Vou pôr os óculos e, ao manuseá-los, percebo frouxas suas hastes. Pego uma velha caixa de charuto, não de charutos, "Havana Vuelta-Abajo" onde, na outra face, se acrescenta um adjetivo, como se a palavra o deixasse melhor: "Supremo", da charutaria Suerdieck. Nela, há décadas, guardo as chaves de fenda de relojoeiro. Elejo uma pelo tamanho e me deparo com o impossível: assim como dois corpos não podem ocupar o mesmo espaço, a um único corpo se veda estar simultaneamente em dois lugares diferentes. Pego os óculos para o aperto e me vejo na impossibilidade de os ter sobre o nariz para sua função primária.

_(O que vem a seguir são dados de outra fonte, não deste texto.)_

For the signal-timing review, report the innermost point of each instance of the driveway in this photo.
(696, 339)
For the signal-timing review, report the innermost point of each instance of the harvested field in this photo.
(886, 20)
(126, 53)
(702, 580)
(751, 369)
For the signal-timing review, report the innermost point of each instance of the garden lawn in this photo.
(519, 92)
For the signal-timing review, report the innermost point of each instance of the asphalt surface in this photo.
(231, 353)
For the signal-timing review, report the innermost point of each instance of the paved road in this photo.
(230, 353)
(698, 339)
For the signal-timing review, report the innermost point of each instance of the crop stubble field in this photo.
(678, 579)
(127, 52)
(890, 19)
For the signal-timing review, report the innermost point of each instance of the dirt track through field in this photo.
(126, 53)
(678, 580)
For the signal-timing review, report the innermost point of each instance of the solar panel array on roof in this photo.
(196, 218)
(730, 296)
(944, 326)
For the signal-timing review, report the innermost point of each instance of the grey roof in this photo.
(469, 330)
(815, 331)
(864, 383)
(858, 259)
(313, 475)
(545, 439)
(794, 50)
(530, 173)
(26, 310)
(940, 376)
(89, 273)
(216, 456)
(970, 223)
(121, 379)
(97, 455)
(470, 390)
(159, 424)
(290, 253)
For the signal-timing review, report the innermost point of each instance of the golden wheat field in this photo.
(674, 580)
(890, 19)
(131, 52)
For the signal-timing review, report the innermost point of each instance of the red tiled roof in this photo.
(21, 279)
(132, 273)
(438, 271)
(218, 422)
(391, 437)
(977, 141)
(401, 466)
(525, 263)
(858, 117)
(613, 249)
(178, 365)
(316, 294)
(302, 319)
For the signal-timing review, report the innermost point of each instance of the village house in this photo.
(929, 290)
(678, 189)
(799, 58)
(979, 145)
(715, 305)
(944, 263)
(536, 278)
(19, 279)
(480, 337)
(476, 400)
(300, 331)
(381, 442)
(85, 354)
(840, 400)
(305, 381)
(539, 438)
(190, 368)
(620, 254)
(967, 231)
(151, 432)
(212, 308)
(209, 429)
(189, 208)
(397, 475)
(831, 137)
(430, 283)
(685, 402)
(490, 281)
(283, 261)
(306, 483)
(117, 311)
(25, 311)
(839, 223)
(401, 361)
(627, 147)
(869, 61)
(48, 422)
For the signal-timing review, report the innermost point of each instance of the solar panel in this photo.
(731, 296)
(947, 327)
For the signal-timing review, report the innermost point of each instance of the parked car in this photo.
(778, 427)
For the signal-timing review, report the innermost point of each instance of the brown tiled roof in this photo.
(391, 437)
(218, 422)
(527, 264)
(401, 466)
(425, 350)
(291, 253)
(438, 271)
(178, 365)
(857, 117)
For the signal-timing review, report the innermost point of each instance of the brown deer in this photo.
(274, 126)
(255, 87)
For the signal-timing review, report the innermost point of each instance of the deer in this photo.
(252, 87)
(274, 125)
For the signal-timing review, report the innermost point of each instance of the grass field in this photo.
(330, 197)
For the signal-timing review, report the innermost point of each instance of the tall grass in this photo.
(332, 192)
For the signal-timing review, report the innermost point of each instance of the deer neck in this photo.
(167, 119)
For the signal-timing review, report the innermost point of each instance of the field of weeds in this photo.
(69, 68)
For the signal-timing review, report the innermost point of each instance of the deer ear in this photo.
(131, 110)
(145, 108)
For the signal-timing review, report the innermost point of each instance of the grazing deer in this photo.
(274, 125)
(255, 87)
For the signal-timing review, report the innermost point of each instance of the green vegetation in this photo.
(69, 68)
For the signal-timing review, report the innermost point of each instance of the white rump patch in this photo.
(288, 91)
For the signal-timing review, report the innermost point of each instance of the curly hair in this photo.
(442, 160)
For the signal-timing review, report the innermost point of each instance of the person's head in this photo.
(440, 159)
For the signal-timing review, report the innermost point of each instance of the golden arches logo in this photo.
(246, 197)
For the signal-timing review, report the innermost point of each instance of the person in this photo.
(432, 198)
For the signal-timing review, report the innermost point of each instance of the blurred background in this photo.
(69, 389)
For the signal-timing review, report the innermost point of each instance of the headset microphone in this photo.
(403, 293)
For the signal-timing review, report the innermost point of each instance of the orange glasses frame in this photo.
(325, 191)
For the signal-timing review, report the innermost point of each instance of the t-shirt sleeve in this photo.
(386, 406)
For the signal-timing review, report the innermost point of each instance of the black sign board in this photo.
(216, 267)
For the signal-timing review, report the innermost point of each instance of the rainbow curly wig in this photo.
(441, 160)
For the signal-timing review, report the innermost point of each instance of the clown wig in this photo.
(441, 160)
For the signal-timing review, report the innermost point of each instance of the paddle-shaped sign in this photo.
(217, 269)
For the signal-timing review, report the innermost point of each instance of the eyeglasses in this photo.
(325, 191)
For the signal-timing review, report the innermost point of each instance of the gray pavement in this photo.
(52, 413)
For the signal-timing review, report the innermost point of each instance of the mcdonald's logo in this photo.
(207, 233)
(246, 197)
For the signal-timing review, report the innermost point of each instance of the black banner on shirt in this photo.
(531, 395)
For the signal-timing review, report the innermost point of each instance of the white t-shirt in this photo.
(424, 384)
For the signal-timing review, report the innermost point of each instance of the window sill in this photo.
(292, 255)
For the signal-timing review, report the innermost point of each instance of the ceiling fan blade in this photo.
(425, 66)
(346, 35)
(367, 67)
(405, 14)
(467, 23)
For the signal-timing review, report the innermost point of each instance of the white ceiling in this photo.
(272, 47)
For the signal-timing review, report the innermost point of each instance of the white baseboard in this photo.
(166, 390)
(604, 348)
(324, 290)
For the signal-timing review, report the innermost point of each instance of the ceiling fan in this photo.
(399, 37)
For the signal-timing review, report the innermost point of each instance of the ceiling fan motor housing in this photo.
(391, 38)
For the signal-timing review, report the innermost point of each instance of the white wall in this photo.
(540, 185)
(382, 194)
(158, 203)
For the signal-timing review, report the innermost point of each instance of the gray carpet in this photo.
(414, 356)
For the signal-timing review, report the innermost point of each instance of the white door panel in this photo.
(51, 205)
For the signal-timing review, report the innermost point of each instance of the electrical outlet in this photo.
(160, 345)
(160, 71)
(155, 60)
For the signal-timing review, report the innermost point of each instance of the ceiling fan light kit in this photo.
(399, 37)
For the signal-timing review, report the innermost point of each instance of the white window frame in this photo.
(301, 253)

Tento acertar a fenda minúscula pelo tato e pelo que me sobra da visão de perto. Cutuco, cutuco e me certifico da impossibilidade do desafio que me impus. Levanto para a ir buscar outros óculos e, de volta, me surpreendo com a facilidade da tarefa e, mais uma vez, me deslumbro com a maravilha de nossa visão: a mão logo adquire destreza e grande precisão. Torna-se apta ao ajuste mais fino sob o comando de um cérebro que vê.
Durante anos o esqueleto do ipê amarelo se desmonta. Resta, agora, pouco mais que o tronco. Primeiro apareceram muitos liquens, alguns vermelhos - talvez não fossem liquens, pouco sei deste reino - e a árvore envelheceu e morreu após florir duas flores perfeitas e lindas. Última floração de quem produzira floradas tão abundantes em tantos setembros.
Depois, galhos caíam, um após outro, devorados por uma legião de larvas, que atraíam muitos pica-paus. Parasitas e epífitas se multiplicaram por fora e, de quando em quando, o vento ou o peso de uma ave maior, abatia mais um pedaço. A árvore não cairia sobre o telhado ainda que quase lhe esbarrasse no beiral.
Guardei a chave na caixa de charuto e pus os óculos com hastes justas. Pronto. Agora, à crônica de hoje.